Craft A Customized Word Cloud Trivia Game with Python

Author:Murphy  |  View: 29616  |  Time: 2025-03-22 22:29:32

Quick Success Data Science

Game Night word cloud (by the author)

Are you tired of the same old board games on game night? If you know a little Python, you can easily make a customized trivia game with word clouds.

A word cloud is a visual representation of text data used to display keyword metadata, called tags on websites. In a word cloud, font size or color shows the importance of each tag or word.

Here are three example word cloud quizzes; can you guess the two movies and the one song (the answers are at the end of this article):

A movie word cloud (by the author)
Another movie word cloud (by the author)
A pop song word cloud (by the author)

You can use this technique to generate customized quizzes for movies, music, novels, historical events, and more. They're also adaptable to more serious applications such as training exercises. Best of all, they're customizable to any subject you desire.

In this Quick Success Data Science project, we'll make quiz cards and answer sheets for a movie trivia game. As part of the process, we'll scrape the data straight off Wikipedia movie pages.
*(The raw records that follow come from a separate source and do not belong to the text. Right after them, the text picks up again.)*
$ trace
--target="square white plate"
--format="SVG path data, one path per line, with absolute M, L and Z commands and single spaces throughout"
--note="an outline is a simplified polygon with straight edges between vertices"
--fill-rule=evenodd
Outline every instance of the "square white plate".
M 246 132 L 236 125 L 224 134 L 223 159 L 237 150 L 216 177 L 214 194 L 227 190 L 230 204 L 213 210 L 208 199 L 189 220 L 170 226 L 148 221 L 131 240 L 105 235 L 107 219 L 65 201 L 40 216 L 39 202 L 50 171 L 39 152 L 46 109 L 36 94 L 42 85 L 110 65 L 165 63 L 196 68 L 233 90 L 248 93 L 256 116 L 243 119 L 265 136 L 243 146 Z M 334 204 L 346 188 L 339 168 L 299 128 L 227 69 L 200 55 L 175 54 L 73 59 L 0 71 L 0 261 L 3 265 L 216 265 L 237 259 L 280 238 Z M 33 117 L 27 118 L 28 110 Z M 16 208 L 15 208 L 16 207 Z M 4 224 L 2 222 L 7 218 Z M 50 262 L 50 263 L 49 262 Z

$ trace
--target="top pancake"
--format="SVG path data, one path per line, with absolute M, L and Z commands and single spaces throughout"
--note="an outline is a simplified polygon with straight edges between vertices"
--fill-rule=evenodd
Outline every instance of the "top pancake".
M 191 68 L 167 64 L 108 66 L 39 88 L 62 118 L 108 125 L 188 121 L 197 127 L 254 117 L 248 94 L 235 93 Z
Using this basic template, you should be able to adapt the program to other uses.


Installing Libraries

In addition to Python, you'll need the following libraries:

You can find installation instructions for pip in the previous links.

If you're an Anaconda user, create and activate a conda environment and enter the following in the command line:

conda install numpy matplotlib pillow requests beautifulsoup4

followed by:

pip install wordcloud


The Code

The following code was written in JupyterLab and can be downloaded from this Gist.
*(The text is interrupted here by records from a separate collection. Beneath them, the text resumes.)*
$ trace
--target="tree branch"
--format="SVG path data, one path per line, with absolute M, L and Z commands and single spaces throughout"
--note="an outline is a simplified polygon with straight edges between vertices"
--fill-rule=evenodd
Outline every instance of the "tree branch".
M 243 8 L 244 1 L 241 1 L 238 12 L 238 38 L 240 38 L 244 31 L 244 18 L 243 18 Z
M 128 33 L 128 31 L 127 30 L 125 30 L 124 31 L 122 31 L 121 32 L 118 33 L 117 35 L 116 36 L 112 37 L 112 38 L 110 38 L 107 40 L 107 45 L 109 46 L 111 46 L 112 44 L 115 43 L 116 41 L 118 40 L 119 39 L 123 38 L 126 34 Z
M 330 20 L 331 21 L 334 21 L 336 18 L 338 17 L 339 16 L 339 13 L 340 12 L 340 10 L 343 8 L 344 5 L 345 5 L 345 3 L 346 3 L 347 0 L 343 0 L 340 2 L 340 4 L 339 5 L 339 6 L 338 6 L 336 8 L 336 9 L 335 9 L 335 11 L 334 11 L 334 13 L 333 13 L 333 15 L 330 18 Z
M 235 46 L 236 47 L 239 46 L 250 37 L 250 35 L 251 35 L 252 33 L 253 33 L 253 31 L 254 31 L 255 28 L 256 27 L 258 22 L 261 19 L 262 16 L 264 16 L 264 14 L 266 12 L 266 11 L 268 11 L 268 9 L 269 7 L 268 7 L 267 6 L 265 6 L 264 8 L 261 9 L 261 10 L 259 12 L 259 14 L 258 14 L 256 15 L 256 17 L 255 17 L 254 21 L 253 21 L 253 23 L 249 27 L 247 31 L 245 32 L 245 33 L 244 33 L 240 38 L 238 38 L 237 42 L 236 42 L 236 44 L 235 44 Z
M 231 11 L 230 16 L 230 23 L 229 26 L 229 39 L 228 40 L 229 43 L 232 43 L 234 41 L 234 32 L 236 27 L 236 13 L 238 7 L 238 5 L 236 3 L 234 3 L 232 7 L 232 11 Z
Importing Libraries and Adding Links and Stop Words

The following code imports the third-party libraries, creates a dictionary of movie names and the link to their Wikipedia pages, and creates a set of stop words. Stop words are short, non-contextual words (such as "so," "if," and "the") that we don't want to clutter our word clouds.

import matplotlib.pyplot as plt
from matplotlib import patches  
import requests
from bs4 import BeautifulSoup
from wordcloud import WordCloud, STOPWORDS

# Create a dictionary of movie Wikipedia pages:
urls = {'avengers infinity war': 'https://w.wiki/3hxu',
        'avengers end game': 'https://w.wiki/3hHY',
        'deathly hallows 1': 'https://w.wiki/9PuP',
        'deathly hallows 2': 'https://w.wiki/8u8Y'}

# Capture stopwords for later removal:
stopwords = set(STOPWORDS)
# stopwords.update(['us', 'one']  # Add additional stopwords if needed. 
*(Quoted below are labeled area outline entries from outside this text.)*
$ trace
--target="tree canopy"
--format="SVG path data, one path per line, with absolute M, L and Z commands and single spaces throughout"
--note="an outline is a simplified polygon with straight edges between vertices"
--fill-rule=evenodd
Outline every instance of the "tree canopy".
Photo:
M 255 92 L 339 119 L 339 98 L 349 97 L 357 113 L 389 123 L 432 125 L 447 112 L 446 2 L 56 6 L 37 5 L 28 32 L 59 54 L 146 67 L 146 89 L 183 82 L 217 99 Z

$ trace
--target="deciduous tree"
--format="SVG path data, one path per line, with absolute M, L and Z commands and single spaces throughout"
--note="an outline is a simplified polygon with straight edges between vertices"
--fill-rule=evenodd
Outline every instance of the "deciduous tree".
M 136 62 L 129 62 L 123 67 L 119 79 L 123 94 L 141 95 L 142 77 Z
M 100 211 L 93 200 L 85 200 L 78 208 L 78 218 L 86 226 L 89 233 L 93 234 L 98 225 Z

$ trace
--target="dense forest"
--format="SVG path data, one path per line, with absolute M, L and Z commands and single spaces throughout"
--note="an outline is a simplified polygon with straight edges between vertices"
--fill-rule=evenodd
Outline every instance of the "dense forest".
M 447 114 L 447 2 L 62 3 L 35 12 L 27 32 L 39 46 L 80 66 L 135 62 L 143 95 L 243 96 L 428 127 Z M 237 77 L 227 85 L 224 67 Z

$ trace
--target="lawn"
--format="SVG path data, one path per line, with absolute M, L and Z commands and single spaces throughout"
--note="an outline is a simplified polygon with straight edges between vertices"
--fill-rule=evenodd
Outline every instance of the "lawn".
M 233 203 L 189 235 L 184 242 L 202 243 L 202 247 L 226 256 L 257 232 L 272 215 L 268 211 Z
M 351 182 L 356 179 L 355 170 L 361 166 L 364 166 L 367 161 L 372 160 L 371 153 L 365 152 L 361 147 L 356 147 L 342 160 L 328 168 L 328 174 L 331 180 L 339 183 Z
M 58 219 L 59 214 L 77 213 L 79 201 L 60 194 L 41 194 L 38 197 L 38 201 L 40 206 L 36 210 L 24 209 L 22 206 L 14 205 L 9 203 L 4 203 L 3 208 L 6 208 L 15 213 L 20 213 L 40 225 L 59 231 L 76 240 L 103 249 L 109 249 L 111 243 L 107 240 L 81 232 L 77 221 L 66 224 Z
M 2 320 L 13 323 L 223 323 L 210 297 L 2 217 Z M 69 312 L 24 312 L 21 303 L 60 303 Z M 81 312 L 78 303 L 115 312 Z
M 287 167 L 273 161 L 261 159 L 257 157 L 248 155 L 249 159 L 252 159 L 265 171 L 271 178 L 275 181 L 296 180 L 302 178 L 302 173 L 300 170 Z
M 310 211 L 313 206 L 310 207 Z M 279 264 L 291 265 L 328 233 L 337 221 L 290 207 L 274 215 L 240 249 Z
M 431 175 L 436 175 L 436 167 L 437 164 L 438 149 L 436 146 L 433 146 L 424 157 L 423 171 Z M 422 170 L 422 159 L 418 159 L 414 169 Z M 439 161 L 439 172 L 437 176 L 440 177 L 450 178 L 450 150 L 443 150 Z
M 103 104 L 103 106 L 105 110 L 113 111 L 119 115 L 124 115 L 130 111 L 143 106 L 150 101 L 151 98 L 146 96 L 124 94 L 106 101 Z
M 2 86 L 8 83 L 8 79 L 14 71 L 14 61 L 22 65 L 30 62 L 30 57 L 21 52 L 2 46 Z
# colormap = 'Dark2'  # Option to change default color scheme.

To get the URLs, I navigated to the appropriate Wikipedia page and then clicked the Tools menu, followed by Get shortened URL. This keeps the line lengths from becoming long and unwieldy.

Note also that you can add stop words to the pre-populated list obtained from the word cloud library. Just uncomment the stopwords.update() line in the previous cell and add the new words to the list. You'll only need to do this if you find a useless word has slipped through in some of the word clouds.

Finally, if you want to change the word cloud's color palette, uncomment the last line and provide a color map. You can find example color maps at this site.

Defining a Function to Extract Text from Wikipedia

The following code defines a function to load a Wikipedia page URL, extract the film synopsis under the "Plot" header, and return the text as a string. We'll use this text to build the word cloud.

def extract_plot_text(url):
    """Extract text from 'Plot' section of Wikipedia film page."""
    response = requests.get(url, timeout=10)  # 10 second timeout.
    soup = BeautifulSoup(response.content, 'html.parser')    
    plot_header = soup.find('span', {'id': 'Plot'})

    if plot_header:
        plot_text = ''
        next_element = plot_header.find_next()

        while next_element and next_element.name != "h2":
            if next_element.name == "p":
                plot_text += next_element.get_text() + "n"
            next_element = next_element.find_next()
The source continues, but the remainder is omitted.